Alan saw he was going to be late unless he turned on the flasher-bubble and stuck it on the roof. He didn't want to do that. He didn't want Brian Rusk to see a police car; he wanted him to see a slightly down-at-the-heels station wagon, just like the kind his own dad probably drove.

It was too late to make it to the school before it let out for the day. Alan parked at the intersection of Main and School streets instead. This was the most logical way for Brian to come; he would just have to hope that logic would work somewhere along the line today.

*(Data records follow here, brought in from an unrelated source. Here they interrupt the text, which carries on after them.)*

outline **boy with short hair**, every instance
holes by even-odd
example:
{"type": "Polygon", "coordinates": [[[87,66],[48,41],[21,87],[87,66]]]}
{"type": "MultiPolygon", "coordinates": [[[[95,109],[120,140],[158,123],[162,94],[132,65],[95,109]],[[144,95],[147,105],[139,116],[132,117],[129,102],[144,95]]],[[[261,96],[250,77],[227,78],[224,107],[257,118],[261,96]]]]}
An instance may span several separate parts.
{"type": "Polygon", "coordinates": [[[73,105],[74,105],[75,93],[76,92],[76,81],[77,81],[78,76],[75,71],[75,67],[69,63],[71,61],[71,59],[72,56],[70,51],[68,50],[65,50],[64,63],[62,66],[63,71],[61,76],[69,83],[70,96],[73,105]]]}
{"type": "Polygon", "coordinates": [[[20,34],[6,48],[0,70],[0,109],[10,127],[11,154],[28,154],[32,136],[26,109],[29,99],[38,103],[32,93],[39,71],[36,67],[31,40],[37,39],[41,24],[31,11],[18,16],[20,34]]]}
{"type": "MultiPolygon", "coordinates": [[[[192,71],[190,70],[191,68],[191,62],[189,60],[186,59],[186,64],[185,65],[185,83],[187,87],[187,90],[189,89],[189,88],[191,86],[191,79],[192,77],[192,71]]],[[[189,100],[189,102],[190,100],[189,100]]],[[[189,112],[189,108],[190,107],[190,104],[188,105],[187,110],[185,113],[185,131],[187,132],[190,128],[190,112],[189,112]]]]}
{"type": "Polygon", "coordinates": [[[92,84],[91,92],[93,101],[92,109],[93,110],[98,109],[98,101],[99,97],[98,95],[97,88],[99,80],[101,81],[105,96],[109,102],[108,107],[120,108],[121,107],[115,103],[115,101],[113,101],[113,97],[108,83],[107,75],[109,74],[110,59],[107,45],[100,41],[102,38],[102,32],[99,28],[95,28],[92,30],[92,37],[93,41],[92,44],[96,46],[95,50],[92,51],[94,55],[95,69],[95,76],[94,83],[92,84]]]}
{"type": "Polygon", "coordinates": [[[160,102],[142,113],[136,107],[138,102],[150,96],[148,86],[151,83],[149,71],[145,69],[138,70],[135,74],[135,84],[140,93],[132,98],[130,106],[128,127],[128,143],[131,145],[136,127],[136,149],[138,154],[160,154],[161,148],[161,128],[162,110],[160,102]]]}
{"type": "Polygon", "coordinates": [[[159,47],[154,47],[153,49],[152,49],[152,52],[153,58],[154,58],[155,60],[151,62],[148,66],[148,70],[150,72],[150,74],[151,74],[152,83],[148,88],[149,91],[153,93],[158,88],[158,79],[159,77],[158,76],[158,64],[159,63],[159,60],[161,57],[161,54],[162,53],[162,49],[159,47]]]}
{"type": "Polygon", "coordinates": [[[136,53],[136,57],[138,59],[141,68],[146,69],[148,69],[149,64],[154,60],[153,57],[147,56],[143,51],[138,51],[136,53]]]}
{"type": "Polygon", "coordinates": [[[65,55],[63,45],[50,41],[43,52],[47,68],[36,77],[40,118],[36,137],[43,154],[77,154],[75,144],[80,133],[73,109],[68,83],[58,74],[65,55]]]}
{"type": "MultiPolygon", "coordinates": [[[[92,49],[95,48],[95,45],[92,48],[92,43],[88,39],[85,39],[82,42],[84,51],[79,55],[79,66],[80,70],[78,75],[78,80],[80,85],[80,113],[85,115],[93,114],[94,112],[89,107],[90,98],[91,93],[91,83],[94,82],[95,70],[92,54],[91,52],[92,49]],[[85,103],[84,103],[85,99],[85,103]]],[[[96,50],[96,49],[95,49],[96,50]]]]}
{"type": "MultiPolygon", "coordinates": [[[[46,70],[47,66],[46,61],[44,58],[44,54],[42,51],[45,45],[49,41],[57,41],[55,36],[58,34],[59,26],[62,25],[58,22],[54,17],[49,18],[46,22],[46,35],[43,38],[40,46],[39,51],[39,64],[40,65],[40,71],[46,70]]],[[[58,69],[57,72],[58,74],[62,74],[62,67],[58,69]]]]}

Alan got out, leaned against the station wagon's bumper, and felt in his pocket for a stick of chewing gum. He was unwrapping it when he heard the three o'clock bell at the Middle School, dreamy and distant in the warm air.

He decided to talk to Mr. Leland Gaunt of Akron, Ohio, as soon as he finished with Brian Rusk, appointment or no appointment . . . and just as abruptly changed his mind. He'd call the Attorney General's Office in Augusta first, have them check Gaunt's name against the con file. If there was nothing there, they could send the name on to the LAWS R & I computer in Washington—LAWS, in Alan's opinion, was one of the few good things the Nixon administration had ever done.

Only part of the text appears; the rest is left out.